Giornata del malato
Il Signore rimane sempre fedele al suo amore, ricoprendo le nostre ferite con la carezza della sua misericordia
Ogni anno l’11 febbraio, la memoria liturgica di Nostra Signora di Lourdes ci riporta nella piccola località ai piedi dei Pirenei, scelta da Maria per manifestare all’umanità intera la sua materna sollecitudine nei confronti dei malati. Lì, nella grotta di Massabielle, ai piedi della Vergine Immacolata, ancora oggi ogni donna e ogni uomo segnati dalla sofferenza e dalla malattia, insieme a coloro che se ne prendono cura, hanno la possibilità di sperimentare la consolazione e la grazia che Dio concede a quanti la implorano con fede sincera. La Giornata mondiale del malato, come ricorda Giovanni Paolo II nella lettera di istituzione di questa ricorrenza (1992), ha «lo scopo di sensibilizzare il popolo di Dio e la società civile, alla necessità di assicurare la migliore assistenza agli infermi; di aiutare chi è ammalato a valorizzare, sul piano umano e soprattutto su quello spirituale, la sofferenza; a coinvolgere in maniera particolare le diocesi e le comunità cristiane nella pastorale sanitaria; a favorire l’impegno sempre più prezioso del volontariato; a richiamare l’importanza della formazione spirituale e morale degli operatori sanitari e, infine, a far meglio comprendere l’importanza dell’assistenza religiosa agli infermi, nonché di quanti vivono ed operano accanto a chi soffre».
Quest’anno accogliamo in particolare l’invito che ci viene dal Vangelo di Matteo (11,28): «Venite a me, voi tutti che siete stanchi e oppressi, e io vi darò ristoro». Andiamo a lui, questo il cammino: è il Signore l’unico e il solo che offre speranza, che realizza la salvezza per tutti. È lui, il Signore, che può offrire una sosta di ristoro nel cammino della vita. Da lui impariamo anche ad accogliere con umiltà gli eventi della nostra esistenza, le gioie insieme con le fatiche, consapevoli dei limiti che la vita porta con sé, limiti che portiamo nel nostro corpo ma anche nel nostro cuore. Siamo così chiamati a ricordarci che il Signore rimane sempre fedele al suo amore, non si stanca mai di amarci e si prende cura di noi, ricoprendo le nostre ferite con la carezza della sua misericordia. È un Dio che mai ci dimentica e che mai ci abbandona quello a cui noi ci rivolgiamo.
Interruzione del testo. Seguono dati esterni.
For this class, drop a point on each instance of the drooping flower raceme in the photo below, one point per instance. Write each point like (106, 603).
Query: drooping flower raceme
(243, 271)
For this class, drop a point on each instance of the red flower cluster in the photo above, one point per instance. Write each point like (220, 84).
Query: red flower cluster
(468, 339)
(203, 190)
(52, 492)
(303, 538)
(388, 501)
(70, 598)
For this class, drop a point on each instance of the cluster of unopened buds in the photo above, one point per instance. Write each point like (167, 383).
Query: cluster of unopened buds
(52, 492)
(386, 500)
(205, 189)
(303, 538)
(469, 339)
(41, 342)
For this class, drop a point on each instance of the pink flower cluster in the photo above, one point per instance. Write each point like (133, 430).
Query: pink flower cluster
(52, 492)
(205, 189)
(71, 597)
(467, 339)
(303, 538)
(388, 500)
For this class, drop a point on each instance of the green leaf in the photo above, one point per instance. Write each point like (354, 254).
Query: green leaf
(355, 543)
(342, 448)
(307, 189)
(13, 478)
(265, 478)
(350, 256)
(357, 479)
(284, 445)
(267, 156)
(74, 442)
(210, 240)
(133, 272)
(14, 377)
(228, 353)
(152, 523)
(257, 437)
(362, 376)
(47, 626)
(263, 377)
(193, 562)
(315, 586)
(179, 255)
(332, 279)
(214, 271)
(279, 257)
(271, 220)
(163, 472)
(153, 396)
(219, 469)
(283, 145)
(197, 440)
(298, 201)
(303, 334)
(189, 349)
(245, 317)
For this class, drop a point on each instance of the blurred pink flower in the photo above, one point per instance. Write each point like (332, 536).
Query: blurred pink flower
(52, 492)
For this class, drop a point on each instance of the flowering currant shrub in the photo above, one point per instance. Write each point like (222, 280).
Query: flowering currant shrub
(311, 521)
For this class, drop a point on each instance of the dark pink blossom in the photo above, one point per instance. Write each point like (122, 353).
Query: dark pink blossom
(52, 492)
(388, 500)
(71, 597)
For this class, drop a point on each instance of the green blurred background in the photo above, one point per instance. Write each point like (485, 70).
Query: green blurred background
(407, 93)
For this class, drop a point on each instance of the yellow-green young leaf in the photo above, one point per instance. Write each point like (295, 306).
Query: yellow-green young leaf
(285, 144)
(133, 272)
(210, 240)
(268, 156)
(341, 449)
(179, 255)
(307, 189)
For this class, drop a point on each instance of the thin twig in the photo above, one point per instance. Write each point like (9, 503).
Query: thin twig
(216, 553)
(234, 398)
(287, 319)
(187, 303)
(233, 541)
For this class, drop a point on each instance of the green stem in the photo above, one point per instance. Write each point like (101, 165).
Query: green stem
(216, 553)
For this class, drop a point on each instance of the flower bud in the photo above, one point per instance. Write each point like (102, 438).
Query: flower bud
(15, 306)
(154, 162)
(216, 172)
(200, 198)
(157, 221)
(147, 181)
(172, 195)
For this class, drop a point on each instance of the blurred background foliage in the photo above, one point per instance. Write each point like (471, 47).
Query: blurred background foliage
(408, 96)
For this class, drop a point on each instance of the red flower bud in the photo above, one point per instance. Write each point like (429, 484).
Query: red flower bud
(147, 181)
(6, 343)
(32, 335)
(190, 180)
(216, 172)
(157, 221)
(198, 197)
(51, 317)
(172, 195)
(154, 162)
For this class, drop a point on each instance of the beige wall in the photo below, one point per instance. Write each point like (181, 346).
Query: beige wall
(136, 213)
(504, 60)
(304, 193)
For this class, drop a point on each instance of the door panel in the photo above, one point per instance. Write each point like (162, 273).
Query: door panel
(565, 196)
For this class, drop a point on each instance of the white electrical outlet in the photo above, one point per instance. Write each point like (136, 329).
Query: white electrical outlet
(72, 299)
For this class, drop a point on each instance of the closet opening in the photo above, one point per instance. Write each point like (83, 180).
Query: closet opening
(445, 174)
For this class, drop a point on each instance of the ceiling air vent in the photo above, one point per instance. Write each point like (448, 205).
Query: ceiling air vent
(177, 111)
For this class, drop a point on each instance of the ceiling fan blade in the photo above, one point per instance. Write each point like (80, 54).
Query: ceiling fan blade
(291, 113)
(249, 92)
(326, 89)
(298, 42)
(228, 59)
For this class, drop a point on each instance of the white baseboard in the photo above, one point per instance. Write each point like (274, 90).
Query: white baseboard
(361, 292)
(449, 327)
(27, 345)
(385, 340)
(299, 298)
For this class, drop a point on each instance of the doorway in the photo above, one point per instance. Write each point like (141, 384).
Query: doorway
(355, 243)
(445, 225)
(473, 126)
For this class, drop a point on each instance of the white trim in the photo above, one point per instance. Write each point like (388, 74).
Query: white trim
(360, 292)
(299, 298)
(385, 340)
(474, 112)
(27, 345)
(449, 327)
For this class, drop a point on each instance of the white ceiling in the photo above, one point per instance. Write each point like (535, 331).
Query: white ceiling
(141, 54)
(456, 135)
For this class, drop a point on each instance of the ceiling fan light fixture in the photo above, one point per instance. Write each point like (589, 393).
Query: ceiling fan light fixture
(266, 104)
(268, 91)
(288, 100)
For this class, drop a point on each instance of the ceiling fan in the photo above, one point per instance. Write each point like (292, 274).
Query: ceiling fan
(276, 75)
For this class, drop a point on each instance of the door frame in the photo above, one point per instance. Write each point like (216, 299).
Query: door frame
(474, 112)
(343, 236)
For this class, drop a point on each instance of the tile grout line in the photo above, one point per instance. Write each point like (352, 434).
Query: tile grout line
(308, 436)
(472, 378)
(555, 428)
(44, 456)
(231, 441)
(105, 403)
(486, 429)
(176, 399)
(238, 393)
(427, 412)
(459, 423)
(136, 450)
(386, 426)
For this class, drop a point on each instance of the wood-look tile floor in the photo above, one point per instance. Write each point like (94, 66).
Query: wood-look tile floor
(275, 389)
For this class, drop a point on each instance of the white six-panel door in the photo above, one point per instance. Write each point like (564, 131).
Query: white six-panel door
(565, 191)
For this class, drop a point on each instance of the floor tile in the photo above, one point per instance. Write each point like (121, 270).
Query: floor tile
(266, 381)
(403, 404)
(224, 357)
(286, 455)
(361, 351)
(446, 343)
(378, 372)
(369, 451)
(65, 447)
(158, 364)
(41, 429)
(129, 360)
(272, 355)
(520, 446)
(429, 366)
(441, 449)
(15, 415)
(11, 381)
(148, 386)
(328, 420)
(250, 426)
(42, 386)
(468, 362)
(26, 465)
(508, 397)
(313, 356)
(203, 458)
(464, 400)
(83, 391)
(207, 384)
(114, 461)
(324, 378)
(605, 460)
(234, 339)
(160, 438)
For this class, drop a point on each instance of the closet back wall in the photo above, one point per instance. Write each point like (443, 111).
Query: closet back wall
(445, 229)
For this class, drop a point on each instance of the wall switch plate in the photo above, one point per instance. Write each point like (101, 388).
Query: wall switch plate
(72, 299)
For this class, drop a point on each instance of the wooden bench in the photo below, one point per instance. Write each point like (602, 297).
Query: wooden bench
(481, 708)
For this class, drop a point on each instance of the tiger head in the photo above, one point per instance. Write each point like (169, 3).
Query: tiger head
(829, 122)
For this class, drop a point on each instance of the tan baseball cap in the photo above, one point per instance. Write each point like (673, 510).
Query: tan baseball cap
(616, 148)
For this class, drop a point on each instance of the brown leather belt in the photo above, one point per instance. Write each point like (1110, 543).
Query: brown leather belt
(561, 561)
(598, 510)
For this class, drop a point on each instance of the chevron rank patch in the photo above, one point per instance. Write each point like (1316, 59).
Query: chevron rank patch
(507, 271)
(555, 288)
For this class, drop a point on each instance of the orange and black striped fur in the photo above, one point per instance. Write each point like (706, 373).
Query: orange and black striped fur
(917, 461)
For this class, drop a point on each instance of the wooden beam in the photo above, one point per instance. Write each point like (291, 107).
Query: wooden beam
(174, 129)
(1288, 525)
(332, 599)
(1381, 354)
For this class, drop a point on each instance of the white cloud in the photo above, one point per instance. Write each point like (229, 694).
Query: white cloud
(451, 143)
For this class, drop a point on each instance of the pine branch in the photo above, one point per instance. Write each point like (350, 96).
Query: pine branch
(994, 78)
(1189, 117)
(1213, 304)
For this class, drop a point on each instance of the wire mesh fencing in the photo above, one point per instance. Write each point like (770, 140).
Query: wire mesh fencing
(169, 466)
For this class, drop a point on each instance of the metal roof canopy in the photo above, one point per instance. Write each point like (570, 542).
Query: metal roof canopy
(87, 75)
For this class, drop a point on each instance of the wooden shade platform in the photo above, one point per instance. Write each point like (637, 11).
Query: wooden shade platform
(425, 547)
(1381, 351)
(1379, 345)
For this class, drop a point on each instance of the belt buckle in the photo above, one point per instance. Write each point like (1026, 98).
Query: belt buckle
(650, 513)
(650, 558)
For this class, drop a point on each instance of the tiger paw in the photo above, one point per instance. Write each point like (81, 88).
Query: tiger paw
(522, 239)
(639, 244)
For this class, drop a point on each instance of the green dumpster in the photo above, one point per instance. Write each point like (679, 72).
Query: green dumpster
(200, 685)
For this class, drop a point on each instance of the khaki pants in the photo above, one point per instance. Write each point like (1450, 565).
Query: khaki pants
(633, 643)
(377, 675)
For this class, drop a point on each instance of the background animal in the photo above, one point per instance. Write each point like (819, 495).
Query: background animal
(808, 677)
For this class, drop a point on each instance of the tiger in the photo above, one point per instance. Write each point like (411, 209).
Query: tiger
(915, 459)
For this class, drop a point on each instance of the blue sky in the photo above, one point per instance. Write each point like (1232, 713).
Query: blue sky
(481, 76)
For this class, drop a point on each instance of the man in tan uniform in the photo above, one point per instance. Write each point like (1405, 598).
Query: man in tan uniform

Chi si trova nella prova ha davvero bisogno di questa speranza, ha bisogno di questa pace e della consapevolezza che il Signore conosce tutte le nostre difficoltà, che non ci lascia mai soli e non ci abbandona. Gesù Cristo, ricorda papa Francesco nel messaggio per questa giornata 2020, «a chi vive l’angoscia per la propria situazione di fragilità, dolore e debolezza, non impone leggi, ma offre la sua misericordia, cioè la sua persona ristoratrice. Gesù guarda l’umanità ferita. Egli ha occhi che vedono, che si accorgono, perché guardano in profondità, non corrono indifferenti, ma si fermano e accolgono tutto l’uomo, ogni uomo nella sua condizione di salute, senza scartare nessuno, invitando ciascuno ad entrare nella sua vita per fare esperienza di tenerezza». Chi poi sperimenta nella propria vita questo amore fedele di Dio e la sua consolazione è in grado – e forse anche in dovere – di stare vicino ai fratelli più deboli e di farsi carico delle loro fragilità. Per questo papa Francesco nel suo messaggio si rivolge anche agli operatori sanitari, ai volontari, ai medici e agli infermieri, ricordando che essi agiscono sempre «facendo sentire la presenza di Cristo, che offre consolazione e si fa carico della persona malata curandone le ferite».